Attualità
La Settimana Santa è da poco iniziata e con essa anche la corsa ai supermercati o alle pasticcerie per acquistare gli immancabili dolci pasquali. Primi fra tutti le classiche uova di cioccolato, amate tanto dai bambini quanto dagli adulti, la cui voglia di zucchero deve fare i conti con i rincari che anche quest’anno tornano a colpire i consumatori.

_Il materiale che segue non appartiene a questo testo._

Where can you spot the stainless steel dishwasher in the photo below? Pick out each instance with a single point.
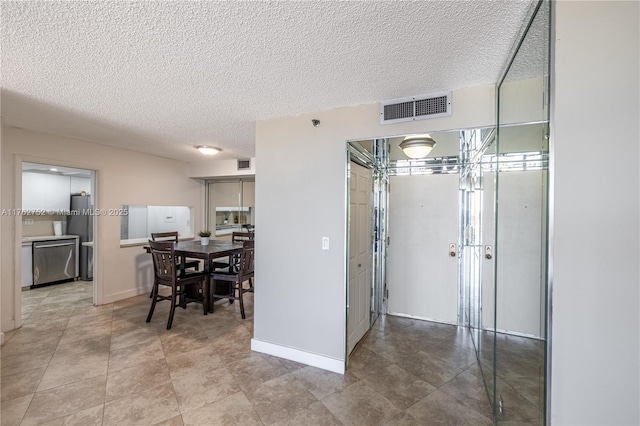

Dopo i picchi toccati a gennaio 2025 che hanno visto superare i 10mila euro per tonnellata di cioccolato, nel 2026 il costo del cibo degli dei sembra essersi stabilizzato. “Oggi il prezzo medio sui mercati è di circa 3.300 dollari la tonnellata, contro il record di 12mila dollari di fine 2024, mentre a marzo 2025, quindi un anno fa, le quotazioni erano attorno agli 8mila dollari la tonnellata, con un deprezzamento del -58% in 12 mesi”, spiega il Codacons. Nonostante il prezzo della materia prima è pressoché stabile, il costo delle uova sembra non essersi allineato. Il prezzo medio infatti supera i 57 euro al chilo, ma l’offerta dei prodotti fa oscillare la forbice da poco più di 8 euro fino a oltre 130 euro al chilo, creando un paradosso che in realtà ha poco a che vedere con il cioccolato.
Il rincaro non riguarda tanto la qualità del cioccolato. A influenzare il costo e a fare la differenza sono anche la sorpresa contenuta, il formato e la licenza per determinati personaggi o serie tv. Da quest’ultima dipendono anche le fasce di prezzo delle uova delle stesso marchio, per cui le versioni con gadget brandizzati costano sensibilmente di più rispetto a quelle “senza licenza”. Un altro aspetto da considerare è che le uova vendute oggi nei negozi sono state realizzate col cacao acquistato in precedenza a prezzi più alti rispetto a quelli attuali. “I produttori devono ancora smaltire le quantità di materia prima acquisite durante le quotazioni record: per questo motivo, nonostante il tonfo del cacao, i listini al dettaglio delle uova di Pasqua non hanno registrato alcuna diminuzione”, conclude il Codacons.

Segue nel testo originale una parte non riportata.